Consider a C buffer of N elements created with:
from ctypes import byref, c_double
N = 3
buffer = (c_double * N)()
# C++ function that fills the buffer byref
pull_function(byref(buffer))
# load buffer in numpy
data = np.frombuffer(buffer, dtype=c_double)
Works great. But my issue is that the dtype
may be numerical (float, double, int8, ...) or string.
from ctypes import byref, c_char_p
N = 3
buffer = (c_char_p * N)()
# C++ function that fills the buffer byref
pull_function(byref(buffer))
# Load in.. a list?
data = [v.decode("utf-8") for v in buffer]
How can I load those UTF-8 encoded string directly in a numpy array? np.char.decode
seems to be a good candidate, but I can't figure out how to use it. np.char.decode(np.frombuffer(buffer, dtype=np.bytes_))
is failing with ValueError: itemsize cannot be zero in type
.
EDIT: The buffer can be filled from the Python API. The corresponding lines are:
x = [list of strings]
x = [v.encode("utf-8") for v in x]
buffer = (c_char_p * N)(*x)
push_function(byref(buffer))
Note that this is a different buffer from the one above. push_function
pushes the data in x
on the network while pull_function
retrieves the data from the network. Both are part of the LabStreamingLayer C++ library.

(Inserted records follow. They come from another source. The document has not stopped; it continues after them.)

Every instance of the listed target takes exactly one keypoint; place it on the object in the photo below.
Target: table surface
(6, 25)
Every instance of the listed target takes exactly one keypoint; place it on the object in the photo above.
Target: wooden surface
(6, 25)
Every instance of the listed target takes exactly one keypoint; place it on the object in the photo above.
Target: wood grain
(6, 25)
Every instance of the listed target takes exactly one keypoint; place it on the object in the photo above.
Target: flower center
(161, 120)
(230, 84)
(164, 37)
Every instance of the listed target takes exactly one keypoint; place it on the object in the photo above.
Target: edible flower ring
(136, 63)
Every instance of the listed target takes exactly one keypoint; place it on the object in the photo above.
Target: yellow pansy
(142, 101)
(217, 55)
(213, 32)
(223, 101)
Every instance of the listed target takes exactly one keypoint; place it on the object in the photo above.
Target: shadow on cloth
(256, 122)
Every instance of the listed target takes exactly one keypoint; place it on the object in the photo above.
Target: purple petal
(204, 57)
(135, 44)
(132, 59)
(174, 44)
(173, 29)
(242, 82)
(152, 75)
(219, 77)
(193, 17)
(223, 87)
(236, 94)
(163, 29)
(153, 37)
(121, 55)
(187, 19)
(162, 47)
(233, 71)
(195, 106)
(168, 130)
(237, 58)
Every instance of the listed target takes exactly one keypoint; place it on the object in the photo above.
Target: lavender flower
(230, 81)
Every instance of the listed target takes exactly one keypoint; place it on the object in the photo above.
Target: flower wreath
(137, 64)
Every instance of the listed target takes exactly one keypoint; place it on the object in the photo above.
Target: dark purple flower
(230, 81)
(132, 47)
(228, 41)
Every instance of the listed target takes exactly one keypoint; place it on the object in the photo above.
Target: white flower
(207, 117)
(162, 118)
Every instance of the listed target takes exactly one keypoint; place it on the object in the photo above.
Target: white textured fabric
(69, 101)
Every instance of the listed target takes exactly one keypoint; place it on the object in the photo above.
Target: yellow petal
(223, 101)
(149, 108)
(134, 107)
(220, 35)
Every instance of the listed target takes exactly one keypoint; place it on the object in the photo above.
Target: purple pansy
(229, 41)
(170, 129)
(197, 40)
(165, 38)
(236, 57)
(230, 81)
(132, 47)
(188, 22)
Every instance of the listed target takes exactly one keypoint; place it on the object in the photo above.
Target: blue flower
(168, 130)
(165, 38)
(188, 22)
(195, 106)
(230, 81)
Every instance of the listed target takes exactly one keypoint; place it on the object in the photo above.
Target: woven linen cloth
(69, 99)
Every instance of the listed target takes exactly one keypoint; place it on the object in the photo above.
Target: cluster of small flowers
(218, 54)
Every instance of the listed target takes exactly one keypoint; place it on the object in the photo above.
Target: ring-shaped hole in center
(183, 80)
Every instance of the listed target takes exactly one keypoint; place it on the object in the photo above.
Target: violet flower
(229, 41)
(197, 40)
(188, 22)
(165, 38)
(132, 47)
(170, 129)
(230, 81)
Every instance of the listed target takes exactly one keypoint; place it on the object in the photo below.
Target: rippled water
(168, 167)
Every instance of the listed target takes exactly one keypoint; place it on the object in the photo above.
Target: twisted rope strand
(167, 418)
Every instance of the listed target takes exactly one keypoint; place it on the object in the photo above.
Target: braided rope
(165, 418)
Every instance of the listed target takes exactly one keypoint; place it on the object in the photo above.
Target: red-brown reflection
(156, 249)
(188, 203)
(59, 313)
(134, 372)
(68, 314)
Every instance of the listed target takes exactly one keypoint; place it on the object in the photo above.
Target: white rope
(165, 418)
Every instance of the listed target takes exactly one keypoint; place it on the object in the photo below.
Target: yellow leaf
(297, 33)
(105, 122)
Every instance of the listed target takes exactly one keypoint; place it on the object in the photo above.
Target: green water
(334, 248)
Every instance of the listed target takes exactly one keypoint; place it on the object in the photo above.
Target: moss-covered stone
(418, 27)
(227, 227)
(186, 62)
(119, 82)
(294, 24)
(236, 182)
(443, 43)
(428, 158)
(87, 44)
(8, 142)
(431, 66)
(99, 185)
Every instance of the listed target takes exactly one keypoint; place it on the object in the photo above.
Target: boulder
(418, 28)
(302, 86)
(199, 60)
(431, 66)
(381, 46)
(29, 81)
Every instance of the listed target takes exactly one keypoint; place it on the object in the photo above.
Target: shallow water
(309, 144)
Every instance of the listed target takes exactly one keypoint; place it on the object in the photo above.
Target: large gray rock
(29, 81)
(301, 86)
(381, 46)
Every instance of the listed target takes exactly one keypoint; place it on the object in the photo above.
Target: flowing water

Edit 2: I suspect I can get this to work if I can reload the 'push' buffer into a numpy array before sending it to the network. The 'pull' buffer is probably the same. In that sense, here is a MWE demonstrating the ValueError
described above.
from ctypes import c_char_p
import numpy as np
x = ["1", "23"]
x = [elt.encode("utf-8") for elt in x]
buffer = (c_char_p * 2)(*x)
np.frombuffer(buffer, dtype=np.bytes_) # fails
[elt.decode("utf-8") for elt in buffer] # works